Mineral exploitation in this country has a turbulent history. Koriama was part of an armed gang that attacked the gold mine at Mount Kare in Enga province, northern Hela, in 1992. “We forced the white owners to pour oil on the mine and set fire to it. Then we stripped them naked and tied them to the wire fence with a note for the operators, CRA [now Rio Tinto], ordering them to get out. The people of Hela are just as dangerous as those at Mount Kare. The gas is still under our feet. Perhaps the people at ExxonMobil don’t know what’s going on, or maybe they think everything is fine. We are not against them, we need them to help us build new public services.” Many hope the arrival of the top US company will compensate for the inadequacy of the government, and deliver long promised development.
After much negotiation and an initial refusal, the head of communication at ExxonMobil, Rebecca Arnolds, agreed to see us in her office in Port Moresby. She said the company tried to help communities by putting forward projects to improve their standard of living, but it was up to the government to provide public services and distribute the profits in “an equitable, just and transparent way ... I know you have talked to a lot of people, but many people are very pleased with this project. They can already see a positive impact on their lives, either because they have a new job, or because they benefit from one of the projects we support.”
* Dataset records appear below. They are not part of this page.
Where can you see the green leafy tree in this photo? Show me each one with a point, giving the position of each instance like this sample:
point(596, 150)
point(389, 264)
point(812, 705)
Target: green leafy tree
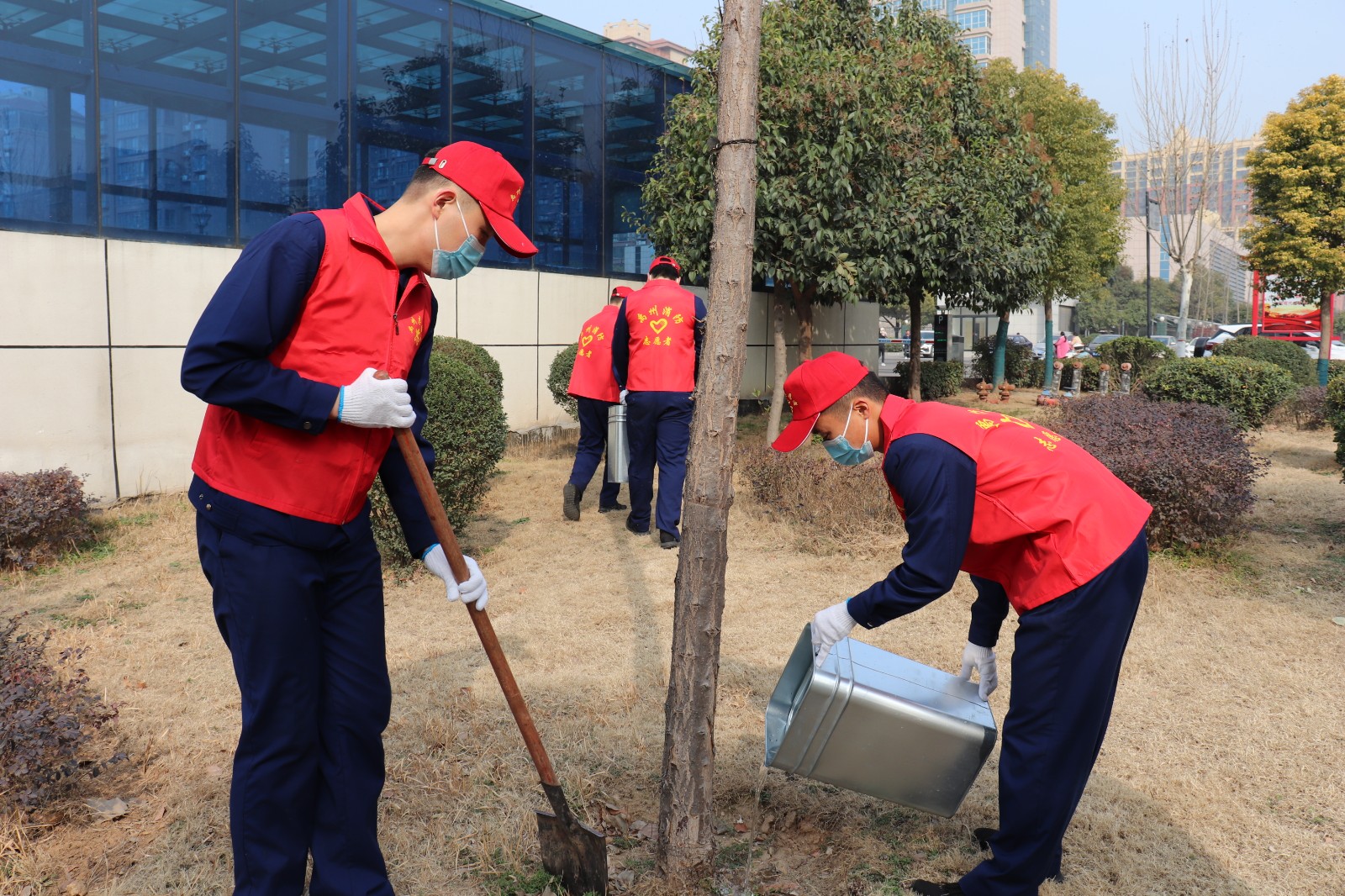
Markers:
point(1075, 134)
point(1298, 199)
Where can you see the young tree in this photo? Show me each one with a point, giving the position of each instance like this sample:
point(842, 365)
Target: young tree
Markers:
point(824, 111)
point(1188, 108)
point(685, 844)
point(1298, 201)
point(1075, 134)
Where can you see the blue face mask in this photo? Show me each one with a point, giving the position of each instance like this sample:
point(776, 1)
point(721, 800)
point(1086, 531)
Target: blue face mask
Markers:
point(844, 452)
point(451, 266)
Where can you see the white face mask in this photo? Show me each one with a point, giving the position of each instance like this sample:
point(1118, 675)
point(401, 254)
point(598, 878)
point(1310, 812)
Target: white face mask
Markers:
point(842, 451)
point(451, 266)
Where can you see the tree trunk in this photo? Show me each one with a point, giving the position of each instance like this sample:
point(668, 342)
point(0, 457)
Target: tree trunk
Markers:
point(1048, 356)
point(997, 372)
point(685, 851)
point(782, 360)
point(1324, 353)
point(1184, 307)
point(804, 308)
point(915, 295)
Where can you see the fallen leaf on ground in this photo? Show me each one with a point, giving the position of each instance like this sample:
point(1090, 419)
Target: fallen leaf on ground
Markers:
point(108, 809)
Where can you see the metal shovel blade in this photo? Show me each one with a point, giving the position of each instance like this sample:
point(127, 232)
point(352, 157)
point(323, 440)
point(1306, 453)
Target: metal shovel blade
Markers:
point(573, 851)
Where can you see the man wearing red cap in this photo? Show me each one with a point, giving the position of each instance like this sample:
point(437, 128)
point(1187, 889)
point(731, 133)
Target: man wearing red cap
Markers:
point(296, 430)
point(981, 492)
point(657, 356)
point(595, 390)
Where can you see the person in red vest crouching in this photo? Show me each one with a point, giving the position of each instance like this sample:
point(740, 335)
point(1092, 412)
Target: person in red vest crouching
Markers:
point(296, 430)
point(986, 493)
point(593, 387)
point(657, 356)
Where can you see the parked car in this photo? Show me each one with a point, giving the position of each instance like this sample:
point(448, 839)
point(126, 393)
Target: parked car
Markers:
point(1098, 342)
point(926, 343)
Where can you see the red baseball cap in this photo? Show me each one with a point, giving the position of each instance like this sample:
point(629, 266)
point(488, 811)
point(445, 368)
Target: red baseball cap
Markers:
point(666, 260)
point(493, 183)
point(814, 387)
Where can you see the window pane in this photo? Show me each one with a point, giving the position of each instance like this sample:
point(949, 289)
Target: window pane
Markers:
point(634, 124)
point(569, 154)
point(493, 101)
point(291, 147)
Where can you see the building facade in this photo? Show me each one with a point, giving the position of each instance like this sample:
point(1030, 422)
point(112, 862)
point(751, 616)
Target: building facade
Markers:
point(145, 141)
point(636, 34)
point(1226, 192)
point(1022, 31)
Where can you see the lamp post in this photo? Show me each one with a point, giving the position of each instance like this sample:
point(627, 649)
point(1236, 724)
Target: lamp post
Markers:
point(1149, 288)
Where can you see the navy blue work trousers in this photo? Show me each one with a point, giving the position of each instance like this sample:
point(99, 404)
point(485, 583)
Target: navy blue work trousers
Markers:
point(659, 430)
point(304, 623)
point(1066, 663)
point(592, 450)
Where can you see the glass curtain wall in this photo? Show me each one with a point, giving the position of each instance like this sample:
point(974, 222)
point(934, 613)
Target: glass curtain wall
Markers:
point(208, 120)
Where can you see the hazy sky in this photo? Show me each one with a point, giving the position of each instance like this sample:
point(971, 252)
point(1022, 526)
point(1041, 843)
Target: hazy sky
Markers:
point(1284, 45)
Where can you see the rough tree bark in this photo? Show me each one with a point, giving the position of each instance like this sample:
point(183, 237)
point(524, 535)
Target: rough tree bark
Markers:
point(685, 851)
point(915, 295)
point(779, 313)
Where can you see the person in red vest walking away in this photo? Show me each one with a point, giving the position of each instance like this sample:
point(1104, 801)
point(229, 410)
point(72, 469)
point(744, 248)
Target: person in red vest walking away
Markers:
point(286, 356)
point(657, 356)
point(985, 493)
point(593, 387)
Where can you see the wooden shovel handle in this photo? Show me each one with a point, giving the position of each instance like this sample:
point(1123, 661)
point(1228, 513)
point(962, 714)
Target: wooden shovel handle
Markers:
point(484, 630)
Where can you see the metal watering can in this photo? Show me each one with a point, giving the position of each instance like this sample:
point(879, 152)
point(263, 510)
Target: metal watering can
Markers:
point(878, 724)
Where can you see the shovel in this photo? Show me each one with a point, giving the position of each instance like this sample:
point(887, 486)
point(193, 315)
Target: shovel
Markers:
point(572, 851)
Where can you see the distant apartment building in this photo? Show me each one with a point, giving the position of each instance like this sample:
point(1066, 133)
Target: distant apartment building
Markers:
point(1226, 192)
point(1221, 252)
point(1022, 31)
point(636, 34)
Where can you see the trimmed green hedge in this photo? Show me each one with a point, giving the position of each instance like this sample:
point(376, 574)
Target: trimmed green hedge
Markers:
point(1250, 389)
point(938, 378)
point(467, 427)
point(1017, 361)
point(474, 356)
point(1336, 416)
point(1277, 351)
point(558, 380)
point(1145, 356)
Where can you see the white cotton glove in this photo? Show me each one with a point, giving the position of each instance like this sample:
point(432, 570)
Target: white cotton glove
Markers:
point(984, 661)
point(829, 626)
point(468, 591)
point(376, 403)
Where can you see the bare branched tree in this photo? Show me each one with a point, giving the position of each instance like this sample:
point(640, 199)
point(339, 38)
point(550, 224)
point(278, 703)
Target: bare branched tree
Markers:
point(1187, 94)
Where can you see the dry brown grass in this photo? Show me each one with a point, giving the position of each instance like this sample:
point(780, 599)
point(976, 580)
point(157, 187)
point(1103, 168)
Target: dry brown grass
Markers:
point(1221, 774)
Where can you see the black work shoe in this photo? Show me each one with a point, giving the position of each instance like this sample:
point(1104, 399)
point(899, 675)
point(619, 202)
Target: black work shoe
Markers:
point(572, 501)
point(927, 888)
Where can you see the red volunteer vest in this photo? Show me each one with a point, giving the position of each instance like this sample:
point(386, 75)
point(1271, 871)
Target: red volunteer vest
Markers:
point(1048, 519)
point(592, 376)
point(349, 323)
point(662, 320)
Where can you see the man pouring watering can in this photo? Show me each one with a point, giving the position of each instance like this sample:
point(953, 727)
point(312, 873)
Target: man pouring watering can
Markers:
point(981, 493)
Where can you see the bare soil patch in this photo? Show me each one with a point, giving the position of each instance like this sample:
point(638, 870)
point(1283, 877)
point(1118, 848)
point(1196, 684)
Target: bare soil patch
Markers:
point(1221, 772)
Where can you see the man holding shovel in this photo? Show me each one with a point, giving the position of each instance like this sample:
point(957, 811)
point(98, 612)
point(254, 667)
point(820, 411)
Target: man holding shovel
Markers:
point(298, 427)
point(595, 390)
point(981, 492)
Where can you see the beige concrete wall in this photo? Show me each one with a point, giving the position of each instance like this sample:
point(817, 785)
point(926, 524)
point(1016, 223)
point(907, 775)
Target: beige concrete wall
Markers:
point(92, 331)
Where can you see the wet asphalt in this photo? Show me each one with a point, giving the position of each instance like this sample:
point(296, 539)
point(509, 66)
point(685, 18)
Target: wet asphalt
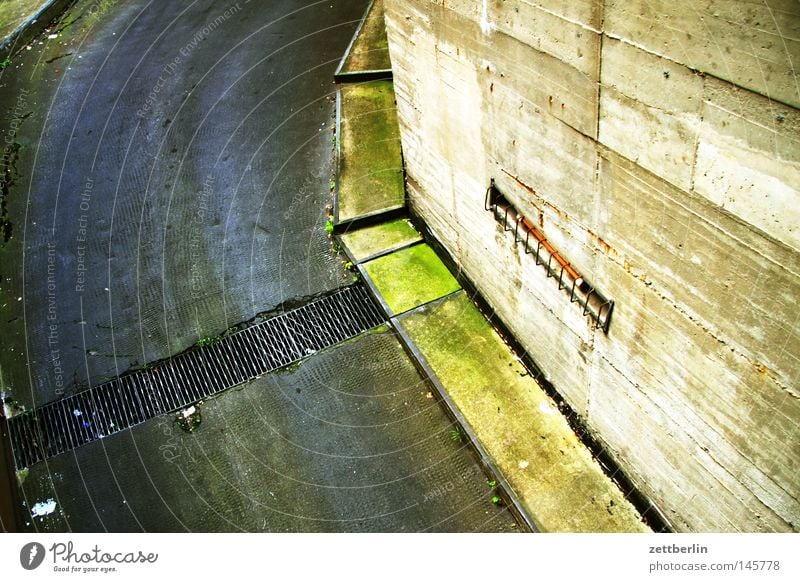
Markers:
point(165, 175)
point(172, 175)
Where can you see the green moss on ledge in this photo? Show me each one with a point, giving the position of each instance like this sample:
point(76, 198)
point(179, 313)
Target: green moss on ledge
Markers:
point(411, 277)
point(554, 475)
point(371, 165)
point(381, 237)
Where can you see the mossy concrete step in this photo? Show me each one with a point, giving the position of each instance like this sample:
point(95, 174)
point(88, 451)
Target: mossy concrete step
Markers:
point(410, 277)
point(552, 474)
point(370, 173)
point(369, 50)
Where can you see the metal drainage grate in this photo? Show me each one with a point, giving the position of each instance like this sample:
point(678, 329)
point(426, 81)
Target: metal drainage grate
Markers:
point(131, 399)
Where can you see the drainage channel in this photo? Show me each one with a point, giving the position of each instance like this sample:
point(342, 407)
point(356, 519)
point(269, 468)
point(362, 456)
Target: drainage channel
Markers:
point(182, 380)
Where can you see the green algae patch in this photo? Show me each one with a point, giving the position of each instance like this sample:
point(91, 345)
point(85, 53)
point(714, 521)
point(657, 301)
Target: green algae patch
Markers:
point(554, 475)
point(411, 277)
point(371, 240)
point(370, 50)
point(370, 163)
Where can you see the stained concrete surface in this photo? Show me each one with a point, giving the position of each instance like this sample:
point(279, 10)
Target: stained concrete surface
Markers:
point(560, 485)
point(171, 180)
point(371, 163)
point(370, 49)
point(349, 441)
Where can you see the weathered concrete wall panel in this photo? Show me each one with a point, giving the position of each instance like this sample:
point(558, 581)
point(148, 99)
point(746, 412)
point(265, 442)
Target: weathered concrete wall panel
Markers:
point(754, 44)
point(748, 159)
point(682, 208)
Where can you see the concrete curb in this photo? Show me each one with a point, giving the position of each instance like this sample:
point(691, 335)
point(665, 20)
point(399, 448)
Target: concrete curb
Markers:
point(504, 488)
point(32, 27)
point(353, 39)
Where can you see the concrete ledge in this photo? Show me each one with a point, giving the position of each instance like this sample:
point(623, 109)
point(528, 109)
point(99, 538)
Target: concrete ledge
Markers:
point(508, 494)
point(34, 26)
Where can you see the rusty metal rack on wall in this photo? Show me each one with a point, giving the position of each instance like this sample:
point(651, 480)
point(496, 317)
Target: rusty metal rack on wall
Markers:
point(580, 291)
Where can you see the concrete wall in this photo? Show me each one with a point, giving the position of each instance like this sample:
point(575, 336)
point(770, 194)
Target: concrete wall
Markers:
point(656, 145)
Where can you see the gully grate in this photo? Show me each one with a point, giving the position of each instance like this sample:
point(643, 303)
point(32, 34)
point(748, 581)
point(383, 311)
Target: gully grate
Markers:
point(176, 383)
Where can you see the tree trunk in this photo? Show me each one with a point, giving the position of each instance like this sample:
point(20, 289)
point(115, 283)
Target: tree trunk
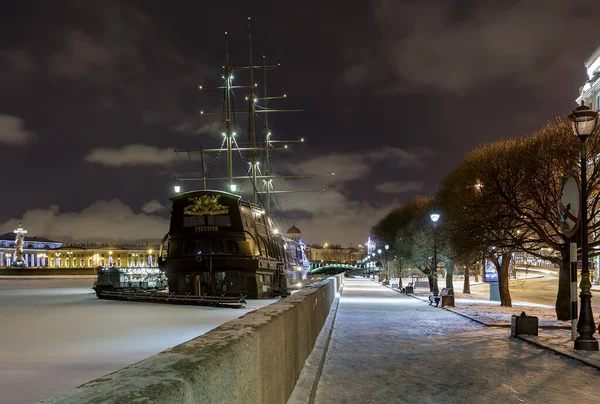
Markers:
point(503, 273)
point(563, 297)
point(467, 284)
point(450, 276)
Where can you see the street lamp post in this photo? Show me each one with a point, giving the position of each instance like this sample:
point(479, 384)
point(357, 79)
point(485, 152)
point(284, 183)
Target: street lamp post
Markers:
point(387, 263)
point(434, 218)
point(584, 121)
point(373, 266)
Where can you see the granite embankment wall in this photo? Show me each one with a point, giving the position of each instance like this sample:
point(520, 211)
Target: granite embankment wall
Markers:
point(254, 359)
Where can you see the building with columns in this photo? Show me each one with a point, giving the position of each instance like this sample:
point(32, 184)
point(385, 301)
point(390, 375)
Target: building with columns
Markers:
point(39, 252)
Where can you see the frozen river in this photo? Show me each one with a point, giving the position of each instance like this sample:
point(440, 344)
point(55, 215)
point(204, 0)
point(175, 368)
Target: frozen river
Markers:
point(56, 335)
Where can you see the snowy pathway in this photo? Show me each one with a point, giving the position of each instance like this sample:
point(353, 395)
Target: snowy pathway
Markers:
point(390, 348)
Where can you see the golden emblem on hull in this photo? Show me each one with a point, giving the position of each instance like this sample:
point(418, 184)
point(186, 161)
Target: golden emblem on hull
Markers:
point(205, 205)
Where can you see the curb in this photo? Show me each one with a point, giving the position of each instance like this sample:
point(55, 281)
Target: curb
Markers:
point(527, 338)
point(558, 351)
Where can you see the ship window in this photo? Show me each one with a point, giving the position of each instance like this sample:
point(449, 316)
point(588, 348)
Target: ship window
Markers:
point(190, 247)
point(193, 221)
point(220, 220)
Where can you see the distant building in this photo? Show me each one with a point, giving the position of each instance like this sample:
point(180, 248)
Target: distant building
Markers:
point(39, 252)
point(590, 91)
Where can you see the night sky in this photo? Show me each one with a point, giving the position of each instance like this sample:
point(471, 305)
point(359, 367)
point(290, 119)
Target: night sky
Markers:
point(95, 95)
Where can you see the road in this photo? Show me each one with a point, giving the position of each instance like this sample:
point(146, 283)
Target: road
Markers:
point(534, 290)
point(56, 335)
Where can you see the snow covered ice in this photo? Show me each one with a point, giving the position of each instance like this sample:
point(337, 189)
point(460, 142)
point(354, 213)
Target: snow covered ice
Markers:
point(56, 334)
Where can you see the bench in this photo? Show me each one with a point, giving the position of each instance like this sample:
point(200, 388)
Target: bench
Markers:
point(446, 297)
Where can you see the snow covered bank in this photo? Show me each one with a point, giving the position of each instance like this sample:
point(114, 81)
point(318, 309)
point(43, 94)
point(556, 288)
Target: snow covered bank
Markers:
point(256, 358)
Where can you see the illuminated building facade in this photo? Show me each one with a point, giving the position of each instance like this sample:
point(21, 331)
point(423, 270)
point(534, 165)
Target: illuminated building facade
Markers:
point(39, 252)
point(590, 91)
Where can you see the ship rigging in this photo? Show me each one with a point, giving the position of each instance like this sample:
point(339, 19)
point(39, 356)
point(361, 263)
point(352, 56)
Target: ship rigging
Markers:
point(219, 244)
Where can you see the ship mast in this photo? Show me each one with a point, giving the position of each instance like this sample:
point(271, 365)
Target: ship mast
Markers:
point(228, 75)
point(252, 101)
point(267, 134)
point(228, 87)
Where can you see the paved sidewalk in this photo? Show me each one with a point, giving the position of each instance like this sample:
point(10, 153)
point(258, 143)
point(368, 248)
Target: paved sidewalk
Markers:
point(387, 347)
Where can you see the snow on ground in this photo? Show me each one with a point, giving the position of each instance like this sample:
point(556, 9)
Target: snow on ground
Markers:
point(57, 335)
point(386, 347)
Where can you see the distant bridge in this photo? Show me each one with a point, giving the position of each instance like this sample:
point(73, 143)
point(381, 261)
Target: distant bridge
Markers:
point(320, 267)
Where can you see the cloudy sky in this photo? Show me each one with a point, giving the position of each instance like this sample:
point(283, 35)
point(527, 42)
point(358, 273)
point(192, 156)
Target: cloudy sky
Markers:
point(96, 95)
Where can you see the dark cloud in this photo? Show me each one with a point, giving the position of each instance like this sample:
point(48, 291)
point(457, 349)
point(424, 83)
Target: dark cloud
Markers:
point(13, 132)
point(424, 44)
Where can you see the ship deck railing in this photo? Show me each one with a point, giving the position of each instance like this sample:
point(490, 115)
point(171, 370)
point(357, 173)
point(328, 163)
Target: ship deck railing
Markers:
point(189, 299)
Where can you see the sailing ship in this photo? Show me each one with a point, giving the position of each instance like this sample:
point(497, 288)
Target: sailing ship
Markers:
point(219, 244)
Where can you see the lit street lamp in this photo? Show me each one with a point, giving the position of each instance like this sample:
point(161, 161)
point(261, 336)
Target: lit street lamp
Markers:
point(584, 121)
point(387, 263)
point(434, 218)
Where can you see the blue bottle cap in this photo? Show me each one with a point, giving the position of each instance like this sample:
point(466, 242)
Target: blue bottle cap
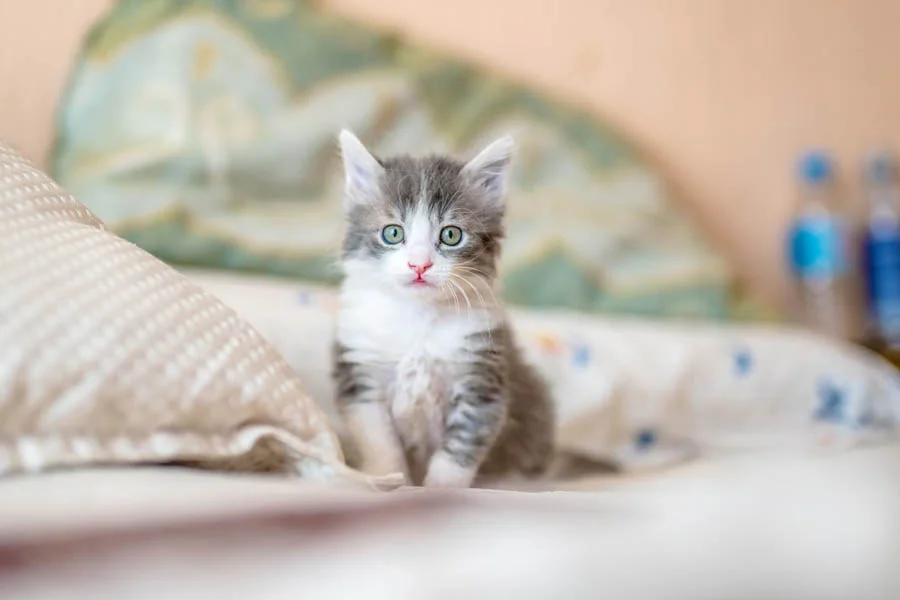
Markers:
point(815, 167)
ExxonMobil is full of goodwill, according to PNG LNG’s glossy brochure. Smiling children in traditional dress illustrate how much good the oil company has done for the people of Papua New Guinea. The brochure tells a story: “When Janet Mbuda started the Personal Viability Training course in December 2011, she had no idea how different her life would be today. She is one of over 250 people from Hides and the Plant Site communities who participated in the training, focussed on making the best use of the greatest resource: yourself.” The training gave lessons in respecting others, learning to think positively, managing a family budget and earning money.
Marilyn Tabagua took one of their courses: “ExxonMobil sent me to the United States to study management and communication, which I really enjoyed, but I don’t work for them now.” She stands out in Tari: educated, divorced and remarried to a younger man, she got rich by setting up her own stall, and employs society’s rejects, drug addicts and prostitutes. “The LNG project is really good for business. People have money. Every morning employees from PNG LNG and men working in the area buy chips, doughnuts and coffee. But if you look at the young women, they are so poor they turn to prostitution. Things change so quickly. They need a mobile phone or nail varnish to be like everyone else. They sell their bodies and sometimes get HIV.”
Royalties will start flowing as soon as the gas is sold, so from 2014, and for the next 30 years, some families in the project area will receive not millions, but billions. Money already rules. After dark, in the casinos of Port Moresby, you can see the fluorescent green dollar signs of the slot machines reflected on the faces of newly rich villagers. Land, women and food are being traded for cash. But in the Badilli slum an old man told me: “We were living here before the company arrived, and we’ll still be here when they go.”